具有替代返回类型的模板专业化

Question

I have a class template member function and I need to create a specialization that differs by the return type. But this is not allowed.

template<typename Type>
class Class {
    Type Method(Type Argument) {...}
};

template <>
double Class<int>::Method(int Argument) {...}

Can you suggest a workaround ? (With the goal of hiding the templated definition for int .)

Answer 1

Let's discuss the root of the problem. When you specialize a member function for a class template, it causes the declaration of the class to be instantiated. So your specialized out-of-class definition conflicts with the generated declaration.

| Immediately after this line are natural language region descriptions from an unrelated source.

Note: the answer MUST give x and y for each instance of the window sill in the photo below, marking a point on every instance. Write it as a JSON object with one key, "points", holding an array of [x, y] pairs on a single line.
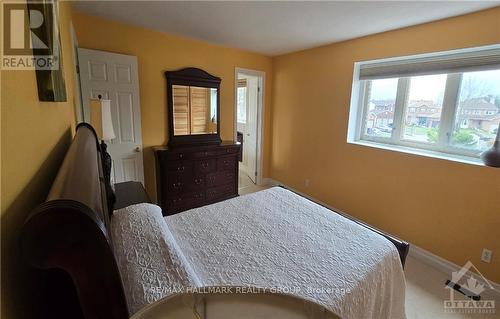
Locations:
{"points": [[420, 152]]}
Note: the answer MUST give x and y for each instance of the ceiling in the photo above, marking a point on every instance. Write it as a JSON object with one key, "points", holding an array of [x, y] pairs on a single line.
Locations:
{"points": [[274, 28]]}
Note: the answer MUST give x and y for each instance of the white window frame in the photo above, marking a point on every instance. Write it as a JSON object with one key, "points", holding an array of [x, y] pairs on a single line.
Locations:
{"points": [[442, 148]]}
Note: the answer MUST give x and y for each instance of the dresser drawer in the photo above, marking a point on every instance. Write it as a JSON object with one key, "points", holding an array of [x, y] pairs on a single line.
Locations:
{"points": [[226, 163], [171, 156], [221, 192], [177, 183], [204, 166], [203, 154], [228, 150], [220, 178], [179, 166], [185, 201]]}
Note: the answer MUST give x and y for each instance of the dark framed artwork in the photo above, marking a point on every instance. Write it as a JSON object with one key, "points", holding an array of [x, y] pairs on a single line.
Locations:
{"points": [[46, 44]]}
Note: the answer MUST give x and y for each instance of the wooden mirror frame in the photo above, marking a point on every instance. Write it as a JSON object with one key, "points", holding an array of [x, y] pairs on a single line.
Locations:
{"points": [[191, 77]]}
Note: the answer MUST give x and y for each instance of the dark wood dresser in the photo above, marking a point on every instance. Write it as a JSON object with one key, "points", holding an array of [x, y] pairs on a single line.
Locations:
{"points": [[194, 176]]}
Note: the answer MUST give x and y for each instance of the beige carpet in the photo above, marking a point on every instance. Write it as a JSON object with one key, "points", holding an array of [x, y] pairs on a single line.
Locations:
{"points": [[426, 292]]}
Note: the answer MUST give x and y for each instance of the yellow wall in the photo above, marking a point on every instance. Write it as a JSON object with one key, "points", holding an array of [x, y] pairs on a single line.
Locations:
{"points": [[158, 52], [35, 136], [448, 208]]}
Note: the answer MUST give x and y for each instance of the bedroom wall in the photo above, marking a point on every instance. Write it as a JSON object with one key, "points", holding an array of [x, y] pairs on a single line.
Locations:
{"points": [[448, 208], [34, 138], [158, 52]]}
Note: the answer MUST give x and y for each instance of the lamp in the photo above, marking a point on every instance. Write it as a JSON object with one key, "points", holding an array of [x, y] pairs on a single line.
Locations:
{"points": [[100, 118]]}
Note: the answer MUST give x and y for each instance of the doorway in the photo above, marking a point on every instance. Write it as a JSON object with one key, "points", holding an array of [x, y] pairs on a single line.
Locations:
{"points": [[115, 77], [249, 105]]}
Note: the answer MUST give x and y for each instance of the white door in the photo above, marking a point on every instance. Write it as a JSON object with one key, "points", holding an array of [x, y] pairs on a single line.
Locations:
{"points": [[250, 138], [114, 77]]}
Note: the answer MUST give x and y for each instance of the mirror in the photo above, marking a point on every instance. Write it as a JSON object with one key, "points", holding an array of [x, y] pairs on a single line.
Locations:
{"points": [[195, 110], [193, 98]]}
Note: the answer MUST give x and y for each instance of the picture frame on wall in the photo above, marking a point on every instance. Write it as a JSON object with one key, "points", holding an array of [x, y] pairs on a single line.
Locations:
{"points": [[46, 45]]}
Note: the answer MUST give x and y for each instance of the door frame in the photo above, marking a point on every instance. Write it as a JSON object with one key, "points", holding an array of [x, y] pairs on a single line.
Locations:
{"points": [[260, 112]]}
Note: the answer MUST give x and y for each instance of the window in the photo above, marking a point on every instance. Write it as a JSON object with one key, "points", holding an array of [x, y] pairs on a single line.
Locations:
{"points": [[445, 102]]}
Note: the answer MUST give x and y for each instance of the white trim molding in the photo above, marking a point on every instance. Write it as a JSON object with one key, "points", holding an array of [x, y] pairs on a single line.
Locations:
{"points": [[441, 264], [260, 115]]}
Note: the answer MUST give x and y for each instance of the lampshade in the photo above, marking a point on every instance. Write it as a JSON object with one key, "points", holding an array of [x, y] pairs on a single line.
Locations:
{"points": [[100, 118]]}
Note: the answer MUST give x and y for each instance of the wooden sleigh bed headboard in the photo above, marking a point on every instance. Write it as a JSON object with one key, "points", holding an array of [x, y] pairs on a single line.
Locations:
{"points": [[69, 231]]}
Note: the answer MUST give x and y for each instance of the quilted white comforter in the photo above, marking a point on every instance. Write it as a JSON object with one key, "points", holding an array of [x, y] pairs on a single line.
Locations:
{"points": [[277, 239]]}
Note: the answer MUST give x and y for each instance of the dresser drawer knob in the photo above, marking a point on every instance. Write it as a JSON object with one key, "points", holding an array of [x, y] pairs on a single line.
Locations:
{"points": [[177, 185]]}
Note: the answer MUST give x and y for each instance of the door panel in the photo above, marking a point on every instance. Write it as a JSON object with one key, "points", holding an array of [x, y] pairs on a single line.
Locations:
{"points": [[115, 77], [250, 140]]}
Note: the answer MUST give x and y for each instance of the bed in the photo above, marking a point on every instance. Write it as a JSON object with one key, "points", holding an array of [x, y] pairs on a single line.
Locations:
{"points": [[273, 238]]}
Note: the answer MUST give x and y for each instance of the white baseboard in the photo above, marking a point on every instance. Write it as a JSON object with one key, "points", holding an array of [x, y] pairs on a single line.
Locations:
{"points": [[416, 252], [441, 264]]}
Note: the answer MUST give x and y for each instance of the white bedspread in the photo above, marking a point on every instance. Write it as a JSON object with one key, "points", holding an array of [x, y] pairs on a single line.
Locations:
{"points": [[275, 238], [150, 262]]}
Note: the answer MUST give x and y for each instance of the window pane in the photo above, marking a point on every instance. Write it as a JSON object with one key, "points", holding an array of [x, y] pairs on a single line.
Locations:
{"points": [[242, 105], [381, 100], [423, 110], [477, 115]]}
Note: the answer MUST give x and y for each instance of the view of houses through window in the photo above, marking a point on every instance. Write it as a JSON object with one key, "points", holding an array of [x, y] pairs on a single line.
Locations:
{"points": [[451, 111]]}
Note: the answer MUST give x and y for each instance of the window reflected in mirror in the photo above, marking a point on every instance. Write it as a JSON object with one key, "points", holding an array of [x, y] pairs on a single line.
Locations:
{"points": [[194, 110]]}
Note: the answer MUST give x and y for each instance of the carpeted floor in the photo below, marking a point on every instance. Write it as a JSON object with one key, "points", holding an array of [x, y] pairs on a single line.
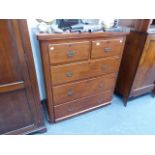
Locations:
{"points": [[137, 118]]}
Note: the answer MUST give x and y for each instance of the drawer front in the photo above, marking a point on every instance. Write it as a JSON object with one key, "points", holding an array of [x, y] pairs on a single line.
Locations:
{"points": [[72, 91], [69, 52], [81, 105], [105, 48], [76, 71]]}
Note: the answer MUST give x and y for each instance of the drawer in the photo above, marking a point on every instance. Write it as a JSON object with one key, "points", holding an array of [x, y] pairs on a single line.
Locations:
{"points": [[105, 48], [76, 71], [72, 91], [75, 107], [69, 52]]}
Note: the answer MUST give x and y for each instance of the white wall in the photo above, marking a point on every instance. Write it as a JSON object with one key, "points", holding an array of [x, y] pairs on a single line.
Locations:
{"points": [[37, 57]]}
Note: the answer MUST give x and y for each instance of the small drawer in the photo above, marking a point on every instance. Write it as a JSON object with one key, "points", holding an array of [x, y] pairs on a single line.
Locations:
{"points": [[105, 48], [72, 91], [68, 52], [81, 70], [75, 107]]}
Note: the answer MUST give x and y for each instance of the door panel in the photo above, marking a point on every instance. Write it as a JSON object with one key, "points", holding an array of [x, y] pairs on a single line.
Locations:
{"points": [[19, 112], [145, 76], [9, 62]]}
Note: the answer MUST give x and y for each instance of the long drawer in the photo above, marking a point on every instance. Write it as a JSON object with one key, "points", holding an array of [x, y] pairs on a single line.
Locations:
{"points": [[72, 91], [69, 52], [105, 48], [75, 107], [77, 71]]}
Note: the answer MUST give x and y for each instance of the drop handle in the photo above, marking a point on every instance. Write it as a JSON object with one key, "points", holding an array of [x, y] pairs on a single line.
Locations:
{"points": [[104, 67], [69, 74], [70, 54], [101, 85], [70, 93], [70, 109], [99, 101], [107, 50]]}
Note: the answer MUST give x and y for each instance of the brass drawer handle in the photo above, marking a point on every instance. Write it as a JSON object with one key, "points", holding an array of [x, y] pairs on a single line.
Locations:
{"points": [[99, 101], [104, 67], [101, 85], [70, 54], [71, 109], [70, 93], [107, 49], [69, 74]]}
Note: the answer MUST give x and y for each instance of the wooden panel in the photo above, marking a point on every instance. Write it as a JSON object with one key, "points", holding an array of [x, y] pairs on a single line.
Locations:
{"points": [[11, 87], [81, 105], [71, 91], [105, 48], [9, 62], [68, 52], [76, 71], [145, 75], [14, 111], [75, 36], [131, 55], [20, 112]]}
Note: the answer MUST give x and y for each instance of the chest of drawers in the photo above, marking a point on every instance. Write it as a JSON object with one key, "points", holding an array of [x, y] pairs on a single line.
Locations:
{"points": [[80, 71]]}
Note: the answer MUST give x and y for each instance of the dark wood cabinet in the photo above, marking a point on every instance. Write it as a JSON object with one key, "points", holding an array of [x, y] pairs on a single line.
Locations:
{"points": [[20, 109], [80, 71], [137, 72]]}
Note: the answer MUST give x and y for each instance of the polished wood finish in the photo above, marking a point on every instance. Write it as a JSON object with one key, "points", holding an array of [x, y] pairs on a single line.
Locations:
{"points": [[80, 83], [71, 91], [20, 109], [11, 87], [69, 52], [137, 72], [69, 109], [81, 70], [106, 48]]}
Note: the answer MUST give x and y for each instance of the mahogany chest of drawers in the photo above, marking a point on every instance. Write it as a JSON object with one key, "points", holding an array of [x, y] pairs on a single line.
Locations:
{"points": [[80, 71]]}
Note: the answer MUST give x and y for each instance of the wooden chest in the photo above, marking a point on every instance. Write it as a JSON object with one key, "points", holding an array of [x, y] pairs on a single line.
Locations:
{"points": [[80, 71]]}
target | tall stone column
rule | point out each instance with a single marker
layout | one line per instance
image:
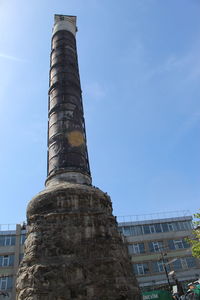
(73, 248)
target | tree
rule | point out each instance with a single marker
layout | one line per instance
(195, 241)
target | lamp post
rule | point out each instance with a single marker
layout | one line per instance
(165, 268)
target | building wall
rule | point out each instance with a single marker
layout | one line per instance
(148, 248)
(158, 244)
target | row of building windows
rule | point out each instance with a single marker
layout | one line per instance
(155, 228)
(6, 283)
(158, 266)
(10, 240)
(157, 246)
(6, 260)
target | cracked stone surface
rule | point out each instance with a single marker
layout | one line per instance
(73, 248)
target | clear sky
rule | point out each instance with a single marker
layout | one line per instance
(140, 73)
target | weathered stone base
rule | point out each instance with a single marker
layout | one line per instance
(73, 249)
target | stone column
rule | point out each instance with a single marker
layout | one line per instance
(73, 249)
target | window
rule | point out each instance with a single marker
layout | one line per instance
(177, 265)
(21, 257)
(132, 230)
(6, 283)
(157, 266)
(184, 263)
(127, 230)
(152, 228)
(141, 269)
(165, 227)
(178, 244)
(155, 246)
(6, 260)
(7, 240)
(146, 229)
(170, 226)
(136, 248)
(158, 227)
(191, 263)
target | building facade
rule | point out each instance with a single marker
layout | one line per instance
(156, 247)
(159, 251)
(12, 239)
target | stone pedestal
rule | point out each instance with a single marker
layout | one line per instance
(73, 249)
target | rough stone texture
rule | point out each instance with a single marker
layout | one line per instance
(73, 249)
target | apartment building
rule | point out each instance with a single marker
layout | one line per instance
(156, 245)
(159, 250)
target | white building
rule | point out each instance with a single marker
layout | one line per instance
(157, 246)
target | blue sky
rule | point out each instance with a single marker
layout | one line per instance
(140, 71)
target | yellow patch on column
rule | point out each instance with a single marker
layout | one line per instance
(75, 138)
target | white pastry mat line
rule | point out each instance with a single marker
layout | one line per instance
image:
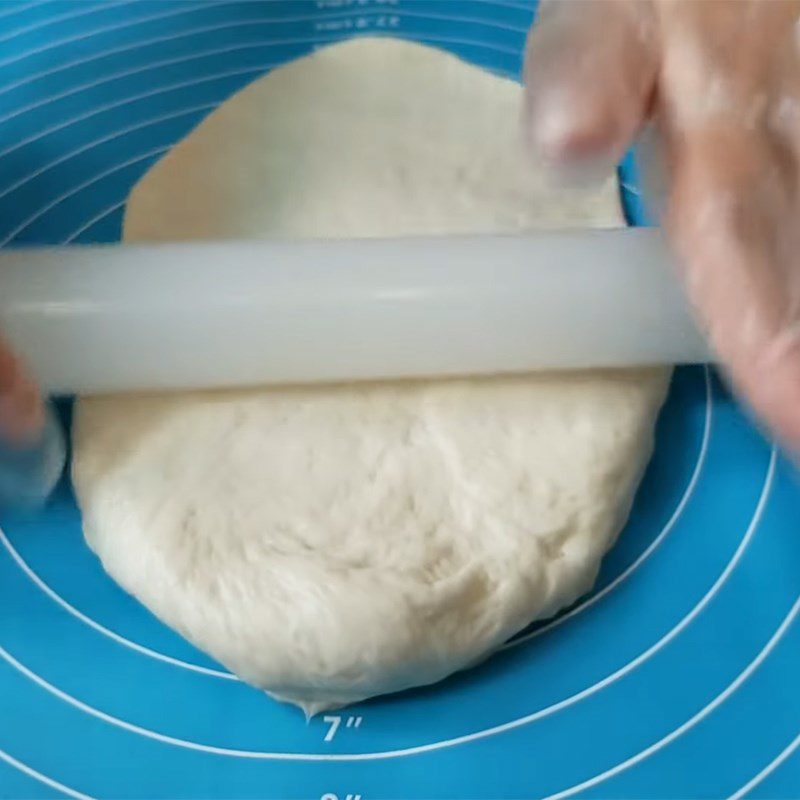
(587, 603)
(754, 522)
(525, 720)
(41, 778)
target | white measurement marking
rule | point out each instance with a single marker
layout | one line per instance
(332, 796)
(335, 721)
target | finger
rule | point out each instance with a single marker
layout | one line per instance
(731, 218)
(21, 406)
(590, 70)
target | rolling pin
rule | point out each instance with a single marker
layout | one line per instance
(111, 318)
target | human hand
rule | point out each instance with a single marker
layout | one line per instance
(32, 448)
(721, 81)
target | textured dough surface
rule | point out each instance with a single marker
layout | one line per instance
(332, 544)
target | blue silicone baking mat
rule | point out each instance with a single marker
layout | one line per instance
(677, 678)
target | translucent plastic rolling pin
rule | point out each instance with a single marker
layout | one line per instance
(223, 314)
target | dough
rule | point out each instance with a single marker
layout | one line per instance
(332, 544)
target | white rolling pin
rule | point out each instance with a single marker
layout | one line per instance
(221, 314)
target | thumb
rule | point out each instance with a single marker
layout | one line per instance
(590, 72)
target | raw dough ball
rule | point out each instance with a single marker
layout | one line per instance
(333, 544)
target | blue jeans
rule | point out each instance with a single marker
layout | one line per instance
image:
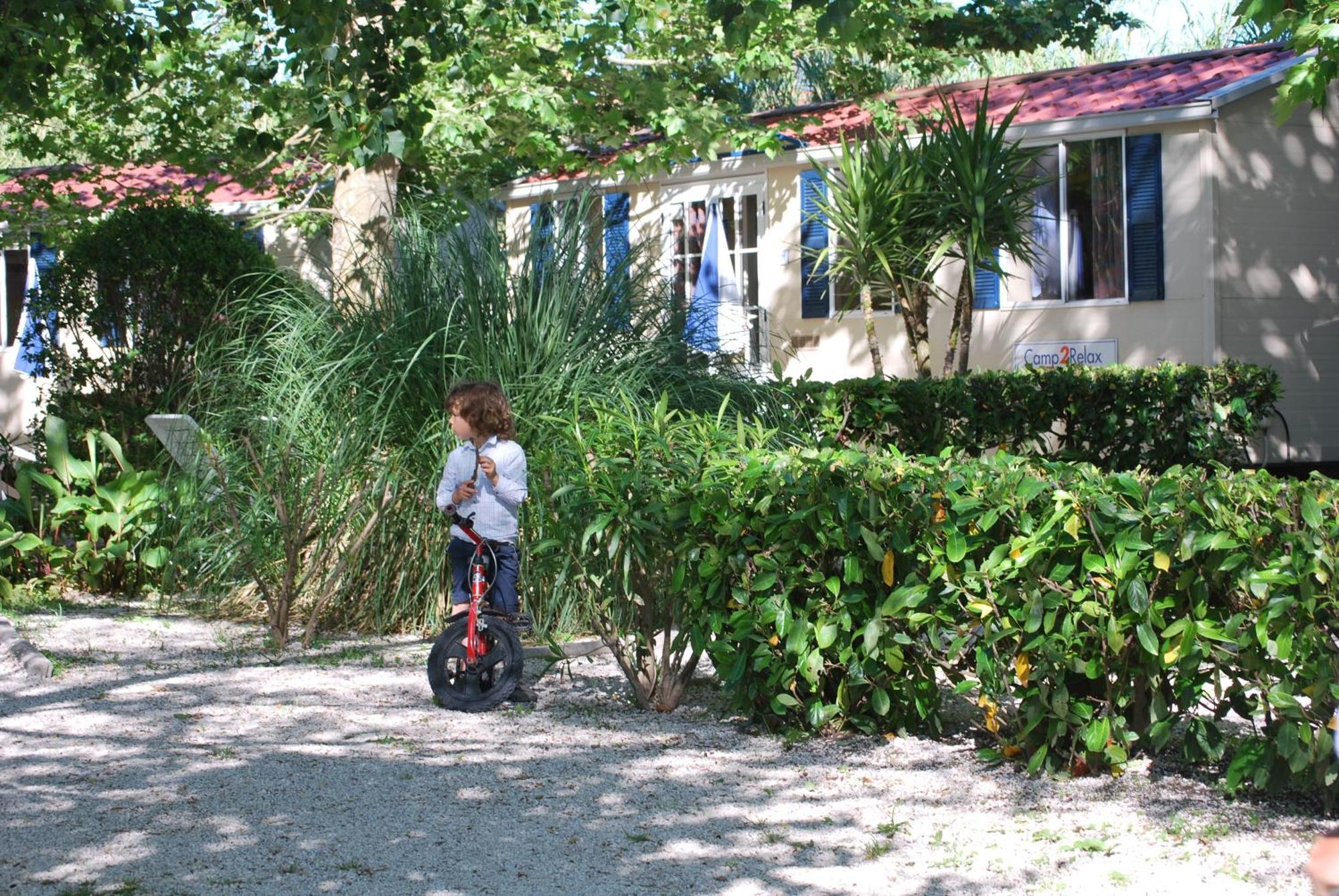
(503, 594)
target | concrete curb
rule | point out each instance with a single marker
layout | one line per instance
(29, 657)
(571, 650)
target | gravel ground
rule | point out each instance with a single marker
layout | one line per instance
(172, 756)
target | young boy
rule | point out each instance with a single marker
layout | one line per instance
(485, 475)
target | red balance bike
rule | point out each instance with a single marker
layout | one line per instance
(476, 664)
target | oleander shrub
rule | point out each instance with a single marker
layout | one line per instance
(1116, 418)
(1087, 614)
(132, 296)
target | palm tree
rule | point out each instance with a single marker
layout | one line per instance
(986, 189)
(890, 241)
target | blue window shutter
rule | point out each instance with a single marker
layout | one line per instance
(986, 285)
(617, 206)
(34, 333)
(542, 237)
(813, 240)
(1144, 215)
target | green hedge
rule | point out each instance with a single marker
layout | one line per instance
(1116, 418)
(1087, 614)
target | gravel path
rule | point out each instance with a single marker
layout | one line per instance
(171, 756)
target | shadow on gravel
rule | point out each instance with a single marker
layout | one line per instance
(297, 779)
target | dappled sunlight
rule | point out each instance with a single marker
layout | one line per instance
(243, 776)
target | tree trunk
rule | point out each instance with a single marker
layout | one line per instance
(966, 339)
(962, 308)
(361, 232)
(915, 310)
(867, 306)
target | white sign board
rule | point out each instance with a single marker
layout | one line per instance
(1095, 353)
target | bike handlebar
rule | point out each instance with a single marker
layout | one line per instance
(467, 523)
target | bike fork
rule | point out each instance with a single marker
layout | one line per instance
(479, 585)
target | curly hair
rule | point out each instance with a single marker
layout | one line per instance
(484, 407)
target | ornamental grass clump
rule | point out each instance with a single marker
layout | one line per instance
(350, 396)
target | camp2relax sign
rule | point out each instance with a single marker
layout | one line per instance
(1096, 353)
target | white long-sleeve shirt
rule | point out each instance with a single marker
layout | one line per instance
(495, 507)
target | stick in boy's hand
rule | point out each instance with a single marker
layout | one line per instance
(464, 492)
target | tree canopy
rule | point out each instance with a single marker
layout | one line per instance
(460, 91)
(1309, 27)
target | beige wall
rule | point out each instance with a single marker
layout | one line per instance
(18, 397)
(309, 256)
(1278, 260)
(1174, 329)
(290, 248)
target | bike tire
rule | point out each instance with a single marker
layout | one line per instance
(491, 681)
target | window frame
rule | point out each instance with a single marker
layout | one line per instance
(834, 312)
(734, 187)
(1008, 302)
(6, 343)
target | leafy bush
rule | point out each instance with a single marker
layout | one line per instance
(453, 309)
(131, 296)
(630, 474)
(1091, 613)
(1115, 418)
(89, 522)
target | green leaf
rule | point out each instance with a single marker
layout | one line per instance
(874, 632)
(1148, 640)
(957, 549)
(1097, 736)
(764, 582)
(827, 636)
(155, 558)
(26, 542)
(1034, 763)
(1312, 511)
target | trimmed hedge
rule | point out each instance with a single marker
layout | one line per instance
(1088, 614)
(1116, 418)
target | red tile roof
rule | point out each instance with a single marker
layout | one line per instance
(1136, 84)
(1154, 82)
(90, 189)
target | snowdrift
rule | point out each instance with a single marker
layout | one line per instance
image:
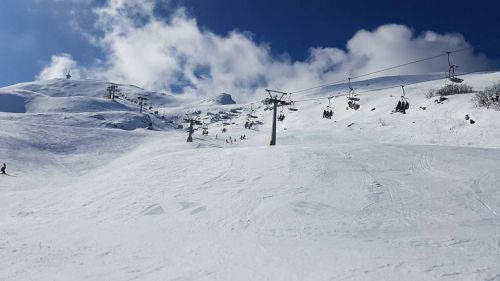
(367, 195)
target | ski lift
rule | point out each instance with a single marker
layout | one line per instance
(252, 112)
(291, 104)
(281, 117)
(352, 98)
(328, 112)
(403, 103)
(205, 129)
(451, 71)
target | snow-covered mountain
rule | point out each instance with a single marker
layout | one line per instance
(367, 195)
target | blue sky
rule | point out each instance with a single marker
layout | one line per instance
(275, 36)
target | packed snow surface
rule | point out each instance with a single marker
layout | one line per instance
(368, 195)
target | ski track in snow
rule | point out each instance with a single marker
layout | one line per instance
(415, 197)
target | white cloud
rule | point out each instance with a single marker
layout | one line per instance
(176, 54)
(59, 66)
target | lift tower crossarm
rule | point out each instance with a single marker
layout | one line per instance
(275, 101)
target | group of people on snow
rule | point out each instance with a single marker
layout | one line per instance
(231, 140)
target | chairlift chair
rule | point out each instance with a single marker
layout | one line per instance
(252, 112)
(281, 117)
(352, 98)
(291, 104)
(451, 71)
(403, 103)
(328, 112)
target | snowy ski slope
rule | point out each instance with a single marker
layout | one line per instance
(368, 195)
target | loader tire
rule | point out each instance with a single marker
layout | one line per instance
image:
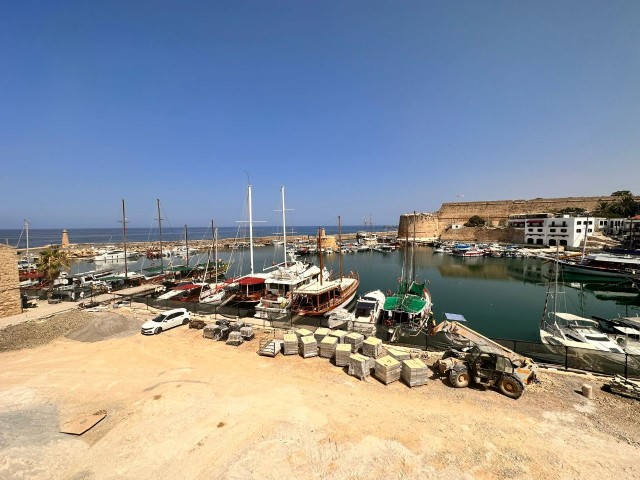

A possible solution would be to add a layer of indirection. Don't hard-code the return type as is, but make it depend indirectly on the template parameter, say from a traits class.

Something like this:

template<typename T>
struct ClassMethodReturn { typedef T type; };

template<>
struct ClassMethodReturn<int> { typedef double type; };

template<typename Type>
class Class {
    typedef typename ClassMethodReturn<Type>::type ret_type;
    ret_type Method(Type Argument) { return ret_type(); }
};

template <>
double Class<int>::Method(int Argument) { return 0.0; }

Thus you control the return type for each specialization rather easily.

Answer 2

Here is another workaround using std::enable_if .

template<typename Type>
class Class {
    public: 
    template <typename TypeDat=Type> std::enable_if_t<std::is_same<TypeDat,int>::value,double> Method(Type Argument) {
        std::cout<<"case 1"<<std::endl;    
    }
    template <typename TypeDat=Type> std::enable_if_t<!std::is_same<TypeDat,int>::value,Type> Method(Type Argument) {
        std::cout<<"case 2"<<std::endl;
    }

};
int main() {
    Class<int> a;
    a.Method(5);   //print case 1
    Class<char> b;
    b.Method('c'); //print case 2
}

Demo

Personally, I love StoryTeller's solution.